Offset Configurator: Wheel Offset Calculator
-Figure out your desired offset, then add 19 to the number (when you have your adapter it will be added on to lessen the distance between the center of the wheel at the contact plate, so if you get a 49 offset rim, the final offset with the adapter would be equivalent to a 30 offset).

I would also contact XXR directly on the matter or a local tire/wheel store as they could probably help you out and point you in the right direction. My only warning is that some tire/wheel stores can indirectly call you stupid for using an adapter, so be prepared.

Hope this helps


----------



## Silver LT RS (Jun 4, 2012)

I measured my 16" aluminum wheels when i had one off the other day. From the best i could measure, the wheels are 6.5" wide with a 38mm center offset. Hope that helps


----------



## Silver Streak (Jan 5, 2013)

A document I have shows that the LT aluminum wheel is a 16x6.5 with a 39 mm offset. I would use the 39 mm figure.


----------



## Silver LT RS (Jun 4, 2012)

Silver Streak said:


> A document I have shows that the LT aluminum wheel is a 16x6.5 with a 39 mm offset.

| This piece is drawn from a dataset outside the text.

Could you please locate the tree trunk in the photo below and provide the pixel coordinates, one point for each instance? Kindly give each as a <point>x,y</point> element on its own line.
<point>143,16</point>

I would use the 39 mm figure.


I must have been pretty close with my tape measure. LOL


----------



## CalvinKlein (Apr 8, 2012)

jp199211 said:


> Does anybody know the specs on the factory 16" wheel on the Cruze LT? Im trying to buy new wheels with a wheel adapter and i want to know what the current offset of my wheels are


it's 16' X 6.5',39


----------